В конце XIX и начале XX века папесса снова попадает в фавор как «курьез западноевропейской истории». У истоков этого возрождения, скорее всего, стоит бурлескное сочинение «Папесса Иоанна», изданное в Афинах в 1886 году греком Эммануилом Роидисом. Роман Роидиса имел в Европе, где был переведен на все основные языки, успех весьма значительный. На него набросился с критикой Барбе д'Оревильи, его перевел Альфред Жарри (перевод опубликован после его смерти в 1908 году, а на английский был переведен Лоуренсом Дарреллом в 1971-м). Можно предположить, что криминальный роман Жоржа Бернаноса «Преступление» (1935) навеян историей папессы Иоанны. Папесса явилась искусительницей и для кинематографа: в прекрасном фильме Майкла Андерсона «Иоанна, папесса дьявола» ее роль играет талантливая и очень красивая шведская актриса Лив Ульман.
Следы папессы Иоанны искали и в работах, вызывавших самый радушный прием в Соединенных Штатах, – особенно в статьях психоаналитика Люс Иригарэй, – которые исследуют бурные отношения между Церковью и женщинами в истории вообще и в период Средневековья в особенности. Возможно, что фигура папессы Иоанны так и будет маячить навязчивой идеей церковников до тех пор, пока Ватикан и определенная часть официальной Церкви будут стараться держать женщин подальше от церковных официальных постов и отправления священнических обрядов.

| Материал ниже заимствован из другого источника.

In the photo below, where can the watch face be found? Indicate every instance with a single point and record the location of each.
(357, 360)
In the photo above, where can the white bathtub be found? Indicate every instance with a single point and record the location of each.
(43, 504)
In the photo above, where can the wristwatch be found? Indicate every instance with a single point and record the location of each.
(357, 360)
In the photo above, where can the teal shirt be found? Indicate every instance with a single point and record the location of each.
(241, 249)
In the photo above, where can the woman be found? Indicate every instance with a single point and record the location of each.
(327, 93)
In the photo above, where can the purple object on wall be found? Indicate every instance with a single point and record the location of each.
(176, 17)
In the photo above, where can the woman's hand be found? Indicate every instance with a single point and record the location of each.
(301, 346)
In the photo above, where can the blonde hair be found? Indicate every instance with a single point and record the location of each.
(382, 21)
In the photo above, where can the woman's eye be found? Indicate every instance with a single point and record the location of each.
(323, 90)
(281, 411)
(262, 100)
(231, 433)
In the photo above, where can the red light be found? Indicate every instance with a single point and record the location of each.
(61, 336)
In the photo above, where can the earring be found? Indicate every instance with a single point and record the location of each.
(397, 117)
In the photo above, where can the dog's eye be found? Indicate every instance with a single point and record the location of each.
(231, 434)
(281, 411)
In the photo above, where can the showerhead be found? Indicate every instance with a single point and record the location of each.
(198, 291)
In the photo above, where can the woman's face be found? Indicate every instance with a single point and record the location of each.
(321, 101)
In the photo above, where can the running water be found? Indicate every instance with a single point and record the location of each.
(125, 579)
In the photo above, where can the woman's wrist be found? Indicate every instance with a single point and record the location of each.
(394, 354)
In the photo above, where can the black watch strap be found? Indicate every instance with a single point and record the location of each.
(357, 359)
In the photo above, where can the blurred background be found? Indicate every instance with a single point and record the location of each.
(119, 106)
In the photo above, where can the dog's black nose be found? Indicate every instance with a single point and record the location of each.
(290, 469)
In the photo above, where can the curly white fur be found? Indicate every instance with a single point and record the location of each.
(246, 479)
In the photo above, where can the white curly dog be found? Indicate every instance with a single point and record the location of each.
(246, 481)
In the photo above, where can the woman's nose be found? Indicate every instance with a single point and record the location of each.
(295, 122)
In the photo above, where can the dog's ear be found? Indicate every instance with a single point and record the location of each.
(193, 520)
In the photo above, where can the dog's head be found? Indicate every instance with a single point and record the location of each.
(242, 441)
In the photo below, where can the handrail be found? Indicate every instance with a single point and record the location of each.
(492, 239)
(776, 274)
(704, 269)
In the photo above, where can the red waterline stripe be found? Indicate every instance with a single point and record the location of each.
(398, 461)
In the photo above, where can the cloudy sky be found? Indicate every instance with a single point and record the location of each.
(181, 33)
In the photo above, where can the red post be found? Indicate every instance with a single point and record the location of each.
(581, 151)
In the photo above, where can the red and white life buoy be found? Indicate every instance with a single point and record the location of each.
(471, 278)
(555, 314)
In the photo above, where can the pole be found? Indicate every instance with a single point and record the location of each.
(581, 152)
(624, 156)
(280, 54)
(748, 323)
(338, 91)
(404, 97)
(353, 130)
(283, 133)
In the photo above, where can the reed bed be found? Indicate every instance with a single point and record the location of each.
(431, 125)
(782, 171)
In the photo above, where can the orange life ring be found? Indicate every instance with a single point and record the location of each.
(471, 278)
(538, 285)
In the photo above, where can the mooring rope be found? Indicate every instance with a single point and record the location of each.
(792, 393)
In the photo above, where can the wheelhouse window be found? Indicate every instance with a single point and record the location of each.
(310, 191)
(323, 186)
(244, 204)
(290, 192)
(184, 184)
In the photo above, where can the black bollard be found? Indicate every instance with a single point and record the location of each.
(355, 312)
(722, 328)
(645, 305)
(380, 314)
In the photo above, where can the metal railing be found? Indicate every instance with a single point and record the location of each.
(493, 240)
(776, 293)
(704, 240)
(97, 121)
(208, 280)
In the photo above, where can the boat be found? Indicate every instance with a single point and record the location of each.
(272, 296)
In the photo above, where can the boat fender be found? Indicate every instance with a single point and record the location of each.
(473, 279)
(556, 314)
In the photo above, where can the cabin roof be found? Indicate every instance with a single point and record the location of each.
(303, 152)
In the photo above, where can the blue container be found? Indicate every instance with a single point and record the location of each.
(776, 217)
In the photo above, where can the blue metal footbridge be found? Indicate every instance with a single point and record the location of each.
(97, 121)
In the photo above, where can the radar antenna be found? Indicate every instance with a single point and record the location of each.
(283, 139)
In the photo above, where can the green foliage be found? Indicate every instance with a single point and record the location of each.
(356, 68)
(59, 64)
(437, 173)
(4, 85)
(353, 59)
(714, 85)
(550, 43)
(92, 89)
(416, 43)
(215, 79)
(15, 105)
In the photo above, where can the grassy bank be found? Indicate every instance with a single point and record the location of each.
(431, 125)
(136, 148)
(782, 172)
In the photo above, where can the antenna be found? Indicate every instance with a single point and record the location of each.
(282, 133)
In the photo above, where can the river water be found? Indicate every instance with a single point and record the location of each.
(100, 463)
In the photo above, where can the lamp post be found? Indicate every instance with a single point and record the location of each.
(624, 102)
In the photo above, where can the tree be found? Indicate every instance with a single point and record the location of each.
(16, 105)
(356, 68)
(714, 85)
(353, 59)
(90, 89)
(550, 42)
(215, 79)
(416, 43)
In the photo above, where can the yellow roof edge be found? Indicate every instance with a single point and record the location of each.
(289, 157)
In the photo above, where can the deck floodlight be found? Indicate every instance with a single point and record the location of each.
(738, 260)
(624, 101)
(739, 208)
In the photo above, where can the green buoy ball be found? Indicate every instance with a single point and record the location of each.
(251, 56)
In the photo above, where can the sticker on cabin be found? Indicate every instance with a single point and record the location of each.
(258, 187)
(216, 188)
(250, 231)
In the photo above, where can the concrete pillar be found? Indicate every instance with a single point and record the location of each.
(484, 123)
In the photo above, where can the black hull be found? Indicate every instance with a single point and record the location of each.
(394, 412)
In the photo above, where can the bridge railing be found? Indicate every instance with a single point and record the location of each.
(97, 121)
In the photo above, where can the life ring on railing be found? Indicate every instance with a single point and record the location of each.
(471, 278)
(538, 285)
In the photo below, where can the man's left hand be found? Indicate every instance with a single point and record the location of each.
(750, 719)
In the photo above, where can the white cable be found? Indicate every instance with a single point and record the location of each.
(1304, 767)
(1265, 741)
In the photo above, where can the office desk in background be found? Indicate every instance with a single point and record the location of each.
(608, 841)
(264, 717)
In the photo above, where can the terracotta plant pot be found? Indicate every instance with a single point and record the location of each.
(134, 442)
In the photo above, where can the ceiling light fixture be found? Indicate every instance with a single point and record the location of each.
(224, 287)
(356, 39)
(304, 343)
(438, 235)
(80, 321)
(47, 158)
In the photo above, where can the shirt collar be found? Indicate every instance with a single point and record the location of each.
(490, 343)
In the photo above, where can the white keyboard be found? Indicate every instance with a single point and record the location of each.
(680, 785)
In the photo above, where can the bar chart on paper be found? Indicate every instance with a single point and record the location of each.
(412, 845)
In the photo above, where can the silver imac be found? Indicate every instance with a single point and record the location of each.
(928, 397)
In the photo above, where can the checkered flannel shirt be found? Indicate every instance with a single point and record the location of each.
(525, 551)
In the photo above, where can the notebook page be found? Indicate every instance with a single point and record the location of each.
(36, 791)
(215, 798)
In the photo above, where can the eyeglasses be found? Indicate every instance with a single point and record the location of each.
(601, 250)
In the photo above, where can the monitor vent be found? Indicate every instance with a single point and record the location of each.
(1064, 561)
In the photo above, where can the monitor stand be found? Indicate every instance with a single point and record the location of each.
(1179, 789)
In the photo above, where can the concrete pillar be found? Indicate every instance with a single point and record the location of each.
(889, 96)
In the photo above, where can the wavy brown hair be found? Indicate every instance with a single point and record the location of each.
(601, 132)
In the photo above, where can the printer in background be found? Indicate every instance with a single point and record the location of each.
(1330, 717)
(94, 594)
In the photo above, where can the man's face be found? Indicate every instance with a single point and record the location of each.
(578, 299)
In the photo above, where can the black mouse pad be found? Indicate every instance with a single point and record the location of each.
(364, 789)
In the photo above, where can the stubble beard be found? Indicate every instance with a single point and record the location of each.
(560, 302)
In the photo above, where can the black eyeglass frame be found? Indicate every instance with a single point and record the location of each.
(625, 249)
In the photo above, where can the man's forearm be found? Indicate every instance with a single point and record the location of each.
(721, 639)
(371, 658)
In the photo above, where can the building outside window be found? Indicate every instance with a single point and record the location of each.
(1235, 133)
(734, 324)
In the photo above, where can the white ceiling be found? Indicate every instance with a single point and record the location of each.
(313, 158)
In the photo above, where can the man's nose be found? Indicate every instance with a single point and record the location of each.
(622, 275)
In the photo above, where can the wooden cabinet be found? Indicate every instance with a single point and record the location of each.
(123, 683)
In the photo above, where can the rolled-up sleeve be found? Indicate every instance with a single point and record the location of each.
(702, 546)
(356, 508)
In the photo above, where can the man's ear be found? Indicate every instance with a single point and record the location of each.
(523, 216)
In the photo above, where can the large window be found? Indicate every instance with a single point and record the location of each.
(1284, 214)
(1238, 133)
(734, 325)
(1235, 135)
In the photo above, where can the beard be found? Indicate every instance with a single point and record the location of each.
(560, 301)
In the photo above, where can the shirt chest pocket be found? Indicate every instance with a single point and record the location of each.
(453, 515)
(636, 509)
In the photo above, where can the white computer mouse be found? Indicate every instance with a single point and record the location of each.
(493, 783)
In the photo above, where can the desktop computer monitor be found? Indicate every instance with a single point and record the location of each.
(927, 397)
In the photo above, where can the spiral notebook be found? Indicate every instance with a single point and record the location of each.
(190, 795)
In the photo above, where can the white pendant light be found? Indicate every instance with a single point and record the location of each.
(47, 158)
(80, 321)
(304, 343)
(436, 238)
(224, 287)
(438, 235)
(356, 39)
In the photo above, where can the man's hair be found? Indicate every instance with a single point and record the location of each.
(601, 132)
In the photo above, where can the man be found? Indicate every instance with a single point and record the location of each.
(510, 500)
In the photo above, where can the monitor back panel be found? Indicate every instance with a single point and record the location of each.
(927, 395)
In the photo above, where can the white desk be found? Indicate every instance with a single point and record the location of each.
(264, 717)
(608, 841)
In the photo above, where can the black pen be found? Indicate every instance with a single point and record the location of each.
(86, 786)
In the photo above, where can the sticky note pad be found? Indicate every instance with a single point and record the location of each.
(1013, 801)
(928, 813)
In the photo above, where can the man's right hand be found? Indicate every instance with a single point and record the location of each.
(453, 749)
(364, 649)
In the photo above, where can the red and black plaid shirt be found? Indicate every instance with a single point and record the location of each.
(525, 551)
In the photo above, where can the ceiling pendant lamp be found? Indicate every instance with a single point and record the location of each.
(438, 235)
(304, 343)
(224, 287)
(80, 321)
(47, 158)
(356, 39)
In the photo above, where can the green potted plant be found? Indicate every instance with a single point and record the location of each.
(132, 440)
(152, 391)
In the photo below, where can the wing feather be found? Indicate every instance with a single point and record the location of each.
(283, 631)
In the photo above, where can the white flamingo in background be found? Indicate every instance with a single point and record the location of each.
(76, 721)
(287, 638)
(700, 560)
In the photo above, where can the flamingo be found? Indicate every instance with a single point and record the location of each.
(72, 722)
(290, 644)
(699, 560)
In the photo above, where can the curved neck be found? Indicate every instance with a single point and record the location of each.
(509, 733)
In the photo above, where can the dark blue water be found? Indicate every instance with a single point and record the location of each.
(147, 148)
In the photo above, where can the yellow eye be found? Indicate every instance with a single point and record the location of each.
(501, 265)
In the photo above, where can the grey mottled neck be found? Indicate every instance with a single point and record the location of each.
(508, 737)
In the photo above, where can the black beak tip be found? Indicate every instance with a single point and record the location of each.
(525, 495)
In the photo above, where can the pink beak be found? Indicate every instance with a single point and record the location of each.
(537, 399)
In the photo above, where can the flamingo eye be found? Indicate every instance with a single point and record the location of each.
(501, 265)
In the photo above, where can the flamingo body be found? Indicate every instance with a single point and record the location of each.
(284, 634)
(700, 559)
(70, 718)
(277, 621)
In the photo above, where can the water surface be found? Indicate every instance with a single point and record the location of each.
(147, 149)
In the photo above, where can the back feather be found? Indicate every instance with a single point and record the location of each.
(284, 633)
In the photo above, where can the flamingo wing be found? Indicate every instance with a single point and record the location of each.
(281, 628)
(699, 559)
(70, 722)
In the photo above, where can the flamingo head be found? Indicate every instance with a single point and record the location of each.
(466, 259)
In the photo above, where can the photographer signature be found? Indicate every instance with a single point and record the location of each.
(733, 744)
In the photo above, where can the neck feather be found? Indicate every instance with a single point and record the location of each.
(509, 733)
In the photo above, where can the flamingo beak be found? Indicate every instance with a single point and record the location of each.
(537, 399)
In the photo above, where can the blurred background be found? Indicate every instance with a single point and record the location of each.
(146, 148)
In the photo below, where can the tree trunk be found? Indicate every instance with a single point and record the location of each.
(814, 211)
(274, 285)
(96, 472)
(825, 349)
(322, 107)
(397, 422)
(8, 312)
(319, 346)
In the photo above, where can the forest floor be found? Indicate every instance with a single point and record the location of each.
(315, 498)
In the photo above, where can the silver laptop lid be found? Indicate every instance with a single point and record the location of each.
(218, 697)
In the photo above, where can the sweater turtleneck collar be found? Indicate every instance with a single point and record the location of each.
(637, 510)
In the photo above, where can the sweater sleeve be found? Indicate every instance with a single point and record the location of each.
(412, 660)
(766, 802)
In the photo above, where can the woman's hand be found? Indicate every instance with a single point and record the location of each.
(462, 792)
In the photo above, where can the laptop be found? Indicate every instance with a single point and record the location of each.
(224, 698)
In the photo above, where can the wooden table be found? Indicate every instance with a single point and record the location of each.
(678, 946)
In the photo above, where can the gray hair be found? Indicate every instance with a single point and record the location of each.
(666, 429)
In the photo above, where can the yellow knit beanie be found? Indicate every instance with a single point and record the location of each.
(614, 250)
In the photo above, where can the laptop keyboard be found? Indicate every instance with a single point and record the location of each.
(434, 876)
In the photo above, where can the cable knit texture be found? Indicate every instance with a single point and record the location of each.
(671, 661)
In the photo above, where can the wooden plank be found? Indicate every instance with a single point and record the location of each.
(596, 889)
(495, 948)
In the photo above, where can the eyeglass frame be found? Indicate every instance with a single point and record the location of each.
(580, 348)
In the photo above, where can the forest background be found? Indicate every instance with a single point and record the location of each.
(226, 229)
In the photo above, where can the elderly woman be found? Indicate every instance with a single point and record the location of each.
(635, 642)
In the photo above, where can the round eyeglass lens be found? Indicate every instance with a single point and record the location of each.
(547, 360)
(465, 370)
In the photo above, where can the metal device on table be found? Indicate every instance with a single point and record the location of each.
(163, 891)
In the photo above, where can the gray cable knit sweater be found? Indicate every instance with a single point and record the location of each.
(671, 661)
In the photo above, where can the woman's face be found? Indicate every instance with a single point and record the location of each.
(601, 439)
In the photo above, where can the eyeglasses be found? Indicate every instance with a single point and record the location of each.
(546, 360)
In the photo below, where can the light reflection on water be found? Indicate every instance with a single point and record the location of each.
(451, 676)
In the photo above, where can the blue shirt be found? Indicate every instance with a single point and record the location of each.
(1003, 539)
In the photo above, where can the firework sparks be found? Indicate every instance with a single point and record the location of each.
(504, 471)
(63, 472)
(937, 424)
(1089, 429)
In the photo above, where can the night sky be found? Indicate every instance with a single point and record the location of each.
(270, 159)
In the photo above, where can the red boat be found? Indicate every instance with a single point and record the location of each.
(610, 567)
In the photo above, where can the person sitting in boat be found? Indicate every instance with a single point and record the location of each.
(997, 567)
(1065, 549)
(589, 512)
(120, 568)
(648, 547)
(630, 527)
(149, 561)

Образ этой скандальной героини, папессы Иоанны, без сомнения, тревожит подсознание современного Ватикана.
Ренар – один из самых оригинальных образов, созданных в Средние века, – даже при том, что, по сути, он родом еще из античных басен Эзопа.
Отголоски его образа есть во всех фольклорах и культурах мира, ибо он воплощает собою весьма определенный социальный и культурный тип – тип трикстера, ловкача-пройдохи, плута и обманщика. В средневековом европейском имагинарном Ренар – это носитель свойства, которое древние греки обозначали словом метис, смесь пород, не закрепляя, однако, его за каким-либо определенным персонажем. Кроме того, лис Ренар выражает сложную суть отношений между человеческим миром и миром животных. Обретя в этой книге место наряду с единорогом, он выступает как пример настоящего животного в отличие от животного легендарного, он – представитель мира, очень привлекательного для мужчин и женщин Средневековья и изобильно отраженного в их культуре и их имагинарном, – мира животных. Еще в ветхозаветной Книге Бытия мы читаем, что Господь приводит животных к человеку, ибо, сотворив их, велит ему самому наречь их разными именами, тем самым позволяя ему поучаствовать в их создании и легитимизируя его владычество над ними. Истоки в этом библейском эпизоде – и вот животные сопутствуют человеку в повседневной жизни всего феодального общества, идет ли речь о домашних животных, тесно связанных с семейным бытом, или о скотине, занятой на полевых работах, то есть об элементах фундаментальной сельской жизни, или же об охотничьих животных, что является миром привилегированным и относящимся уже к социальной группе сеньоров. Эта повседневная житейская близость очень рано, еще в период раннего Средневековья, обрастает сильным символическим смыслом. В животном мире отображены все моральные жизненные принципы общества человеческого, как индивидуальные, так и коллективные. Для мужчин и женщин Средневековья животное – это основной объект для страха или удовольствия, проклятия или приветствия.